Figure 4. Bat1 is functionally linked to TORC1 activation in early G1

1. A

   The indicated strains were spotted at 10‐fold serial dilutions on solid Synthetic Minimal Medium (SMM) agar plates. Rapamycin was added at 30 ng/ml, as shown in each case. The plates were incubated at 30°C and photographed after 5 and 7 days, as indicated.

2. B

   Immunoblots of total cell extracts from asynchronous BAT1 and bat1Δ cells, from four independent experiments. The signal from Pgk1 (α‐Pgk1) is shown on the blot at the bottom, and from phosphorylated Rps6 (α‐Rps6‐P) is on the blot above, indicated for two exposures (2 min, top; 20 s, middle).

3. C

   On the left are immunoblots from wild‐type (CEN.PK) cells treated (+), or not (−), with rapamycin (Rapa) at 200 ng/ml for 1 h before cell extract preparation. On the right are immunoblots of wild‐type (CEN.PK) cell extracts. The extracts were treated (+), or not (−), with λ‐phosphatase for 1 h (see Materials and Methods). The levels of phosphorylated Rps6 (α‐Rps6‐P) and Pgk1 (α‐Pgk1) are shown in each case.

4. D

   Exogenous addition of valine leads to sustained activation of TORC1 and phosphorylation of Rps6 in cells lacking Bat1. Wild type (BAT1 ⁺) and bat1∆ (two independent isolates, #4, and #5) strains were grown overnight in minimal (SMM) medium, diluted to 1E+06 cells/ml in fresh SMM media containing the indicated amino acid (at 1 mM), and harvested when they reached 5E+06 cells/ml. The levels of phosphorylated Rps6 (α‐Rps6‐P) and Pgk1 (α‐Pgk1) are shown in immunoblots from total cell extracts in each case. The relative levels of Rps6‐P/Pgk1 are shown in each case at the bottom. The boxplot graphs were generated with R language functions. Each box is drawn from the first to the third quartile, with a horizontal line drawn in the middle to denote the median. The whiskers show the interquartile range (IQR), and they were drawn at 1.5xIQR. The replicates were all biological ones.
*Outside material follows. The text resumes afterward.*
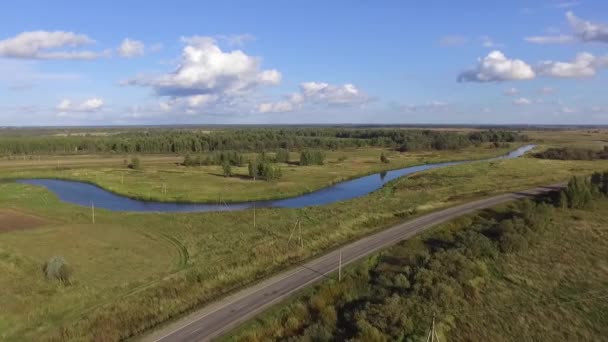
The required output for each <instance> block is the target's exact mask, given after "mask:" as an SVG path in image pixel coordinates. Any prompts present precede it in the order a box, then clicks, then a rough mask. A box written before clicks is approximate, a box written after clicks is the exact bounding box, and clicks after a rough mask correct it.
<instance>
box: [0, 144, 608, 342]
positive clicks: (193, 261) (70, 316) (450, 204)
mask: <svg viewBox="0 0 608 342" xmlns="http://www.w3.org/2000/svg"><path fill="white" fill-rule="evenodd" d="M595 138H596V137H595V136H591V137H590V138H589V140H588V141H591V140H597V139H595ZM552 139H554V138H552ZM552 141H553V140H552ZM555 144H560V143H559V142H555ZM590 144H595V143H593V142H590ZM594 146H597V148H600V144H599V143H597V145H594ZM539 148H543V147H542V146H541V147H539ZM465 151H466V152H462V153H461V154H457V155H459V156H462V157H463V158H464V157H466V158H464V159H470V157H472V156H474V155H476V156H480V154H479V151H475V150H468V151H467V150H465ZM495 152H496V150H494V149H488V150H484V151H483V153H495ZM341 153H352V154H349V155H348V157H347V159H346V160H345V162H346V163H352V164H351V166H350V168H346V167H345V166H344V165H340V164H338V163H334V161H337V158H339V157H340V156H341V155H342V154H341ZM379 154H380V150H373V149H367V150H363V151H359V152H357V151H356V150H355V151H348V152H332V154H330V155H329V158H328V159H329V163H327V165H325V166H322V167H318V168H319V169H318V170H317V171H316V172H317V174H318V175H320V177H321V176H322V174H324V173H325V172H326V171H328V170H335V171H336V172H342V171H344V173H340V174H339V175H340V177H348V176H349V174H348V172H362V173H366V172H371V171H365V172H363V171H361V169H360V167H358V166H368V167H369V169H367V170H372V169H373V168H374V167H384V165H382V164H380V162H379V160H378V159H379V158H378V157H379ZM433 155H434V156H433ZM446 156H448V155H446V154H441V153H439V152H436V153H434V154H430V153H426V154H425V153H420V154H416V153H412V154H410V153H404V154H402V156H395V155H393V156H391V155H389V157H390V158H391V164H389V166H390V167H393V166H394V165H395V166H396V164H397V163H404V164H403V165H409V163H419V162H421V161H422V160H427V159H430V158H438V159H439V158H445V157H446ZM70 158H72V157H70ZM79 158H82V159H88V158H90V159H94V164H91V166H87V167H85V168H81V167H79V166H73V167H69V168H67V170H64V171H65V172H74V173H81V172H83V171H84V170H86V171H85V172H86V173H88V172H89V171H91V172H98V173H97V174H98V175H99V176H98V177H99V178H102V176H101V175H105V174H107V173H106V172H105V171H103V169H104V168H108V169H115V168H116V169H118V168H122V160H123V157H120V158H114V159H112V160H113V161H112V163H116V166H110V167H107V166H103V167H102V166H101V165H104V164H103V162H102V163H101V164H97V163H98V161H97V160H96V159H95V157H79ZM146 158H147V157H143V158H142V164H143V165H144V171H143V172H142V173H137V172H136V171H133V173H132V174H133V177H134V178H133V180H134V181H133V182H132V184H136V182H135V180H136V181H137V182H144V184H145V178H146V177H148V175H147V174H146V173H145V172H148V171H149V172H151V171H152V170H148V171H147V170H146V165H150V166H152V165H155V166H154V168H156V167H158V168H159V169H160V168H163V169H164V168H167V169H172V170H182V169H183V168H182V167H179V166H176V165H175V164H174V163H175V162H174V161H169V160H157V161H156V162H152V161H150V162H146ZM150 158H152V157H150ZM154 158H157V157H154ZM158 158H161V159H162V158H165V157H158ZM170 158H176V157H175V156H173V157H170ZM401 158H402V159H401ZM51 159H52V158H51ZM98 159H100V160H103V161H105V159H106V158H105V157H100V158H98ZM452 159H453V158H452ZM179 160H180V161H181V158H179ZM366 161H368V162H369V164H368V163H367V162H366ZM5 162H7V163H10V162H14V161H13V160H11V161H5ZM15 162H16V161H15ZM48 167H50V169H48V170H31V171H30V170H28V171H16V170H15V168H12V169H11V168H8V167H7V170H5V169H4V168H2V171H0V176H1V177H6V176H11V177H12V176H15V175H18V173H19V172H31V173H32V174H34V173H38V172H39V174H40V175H41V176H42V175H43V174H44V172H48V174H49V175H50V174H55V175H57V173H59V174H60V173H61V172H62V170H55V169H54V168H55V167H56V160H52V161H51V162H50V163H49V166H48ZM151 168H152V167H151ZM308 168H309V167H302V169H303V170H304V171H306V170H307V169H308ZM311 168H312V169H308V170H309V171H310V170H313V169H315V168H316V167H311ZM28 169H29V168H28ZM83 169H84V170H83ZM96 170H97V171H96ZM99 170H102V171H99ZM349 170H350V171H349ZM594 170H602V171H603V170H608V161H577V162H573V161H554V160H538V159H534V158H521V159H517V160H502V161H493V162H476V163H472V164H468V165H460V166H456V167H450V168H444V169H437V170H433V171H430V172H425V173H420V174H416V175H412V176H411V177H409V178H404V179H398V180H396V181H394V182H391V183H390V184H388V185H387V186H385V187H384V188H383V189H381V190H379V191H377V192H375V193H373V194H370V195H368V196H365V197H361V198H357V199H354V200H350V201H346V202H341V203H335V204H332V205H328V206H323V207H310V208H305V209H299V210H295V209H263V210H257V212H256V216H257V224H256V227H253V222H252V221H253V217H252V216H253V213H252V212H251V211H244V212H222V213H191V214H171V213H167V214H138V213H115V212H109V211H104V210H97V211H96V215H95V216H96V217H95V224H92V222H91V221H92V220H91V212H90V209H89V208H83V207H78V206H72V205H68V204H64V203H61V202H59V201H58V200H57V199H56V197H55V196H53V195H52V194H50V193H48V192H47V191H45V190H44V189H42V188H37V187H33V186H27V185H24V184H17V183H14V182H11V181H3V182H0V208H2V210H3V212H6V213H21V214H22V215H25V216H27V215H33V216H35V217H36V218H39V219H40V220H42V221H43V222H44V224H43V225H40V226H37V227H36V228H33V229H24V230H12V229H13V228H11V227H9V228H8V230H11V231H5V232H2V233H0V234H1V235H0V272H2V273H3V274H5V275H6V276H4V277H2V278H0V286H2V288H3V289H6V291H3V292H2V294H0V306H2V307H3V308H4V307H6V308H9V309H8V310H2V311H0V322H1V323H0V339H9V340H24V341H25V340H37V339H40V337H42V336H51V337H54V338H55V339H58V340H70V339H89V338H90V337H91V336H93V335H95V336H98V337H99V338H100V339H105V340H115V339H119V338H124V337H128V336H133V335H136V334H139V333H141V332H142V331H144V330H145V329H148V328H150V327H152V326H154V325H156V324H159V323H161V322H164V321H166V320H167V319H170V318H171V317H175V316H176V315H178V314H180V313H183V312H186V311H188V310H190V309H193V308H196V307H200V306H201V305H203V304H204V303H206V302H209V301H210V300H213V299H216V298H218V297H219V296H222V295H224V294H226V293H228V292H230V291H233V290H235V289H237V288H239V287H241V286H244V285H246V284H250V283H251V282H254V281H256V280H259V279H261V278H263V277H265V276H268V275H269V274H272V273H275V272H277V271H279V270H281V269H284V268H285V267H288V266H289V265H293V264H295V263H298V262H301V261H302V260H305V259H308V258H311V257H312V256H314V255H317V254H318V253H321V252H323V251H326V250H328V249H330V248H335V247H337V246H339V245H341V244H343V243H345V242H346V241H350V240H353V239H356V238H358V237H361V236H364V235H366V234H370V233H372V232H374V231H376V230H378V229H382V227H385V226H387V225H390V224H394V223H396V222H399V221H403V220H406V219H408V218H410V217H414V216H416V215H418V214H420V213H424V212H429V211H432V210H434V209H437V208H443V207H447V206H451V205H455V204H457V203H461V202H463V201H467V200H470V199H473V198H478V197H482V196H486V195H490V194H495V193H501V192H505V191H511V190H518V189H525V188H530V187H533V186H535V185H543V184H550V183H556V182H560V181H564V180H566V179H568V178H569V176H570V175H572V174H588V173H590V172H592V171H594ZM185 171H188V172H190V171H189V169H186V170H184V172H185ZM129 172H130V171H129ZM198 172H200V173H204V172H205V171H202V170H201V171H198ZM208 172H209V171H208ZM294 172H296V171H294ZM285 173H287V172H285ZM167 174H171V175H172V173H167ZM353 174H354V173H353ZM351 175H352V174H351ZM138 176H139V177H138ZM141 176H145V177H141ZM195 176H197V175H195ZM195 176H191V177H193V178H198V177H195ZM334 176H335V175H334ZM211 177H213V178H212V179H213V181H210V182H212V183H217V182H218V181H220V180H227V181H233V180H232V179H225V178H224V177H216V176H211ZM285 177H288V176H285ZM332 177H333V176H332ZM201 178H203V176H202V175H201ZM311 178H312V177H311ZM126 179H127V176H125V180H126ZM166 180H167V182H170V179H169V178H167V179H166ZM181 181H183V179H182V180H181ZM235 181H240V180H238V179H235ZM331 181H332V178H324V180H323V182H331ZM114 182H116V181H115V180H114ZM323 182H318V183H317V184H325V183H323ZM256 183H261V184H262V185H265V186H272V185H271V184H268V185H267V184H266V182H256ZM125 184H128V182H126V181H125ZM319 186H322V185H319ZM168 188H169V189H170V186H168ZM142 189H143V187H142ZM294 189H296V188H294ZM140 191H141V189H140ZM256 191H257V193H258V194H259V193H260V192H261V191H262V190H260V189H257V190H256ZM263 191H268V189H267V188H265V189H263ZM247 195H248V196H250V195H252V193H249V194H247ZM182 196H186V195H182ZM11 215H14V214H11ZM298 219H300V220H301V221H302V227H303V239H304V249H299V248H294V246H293V245H291V246H289V245H288V244H287V240H288V238H289V235H290V233H291V232H292V229H293V227H294V224H295V223H296V222H297V220H298ZM55 255H60V256H63V257H65V258H66V260H67V261H68V263H69V264H70V265H71V266H72V268H73V269H74V282H73V284H72V285H70V286H62V285H60V284H58V283H56V282H54V281H48V280H46V279H44V277H43V275H42V272H41V271H40V268H41V266H42V264H43V263H44V262H45V261H46V260H48V259H49V258H50V257H52V256H55Z"/></svg>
Source data are available online for this figure.

Figure 5. TORC1 activity increases as cells progress in the cell cycle

1. Immunoblots of total cell extracts from synchronous, elutriated wild‐type (CEN.PK) cells in minimal (SMM) medium with exogenous Leu or Val added at 1 mM immediately after elutriation. At the top, the percent of budded cells (%B), cell size (in fL), and time (in min) are indicated. The levels of phosphorylated Rps6 (α‐Rps6‐P) and Pgk1 (α‐Pgk1) are shown in each case.

2. Quantification of the levels of phosphorylated Rps6 and Pgk1 from independent experiments done as in A. The relative levels of each protein across the cell cycle is shown on the y‐axis, as a function of cell size (x‐axis). Loess curves and the std errors at a 0.95 level are shown.

3. Schematic of a possible model to explain our findings, linking BCAA synthesis to TORC1 activation early in the cell cycle.

Source data are available online for this figure.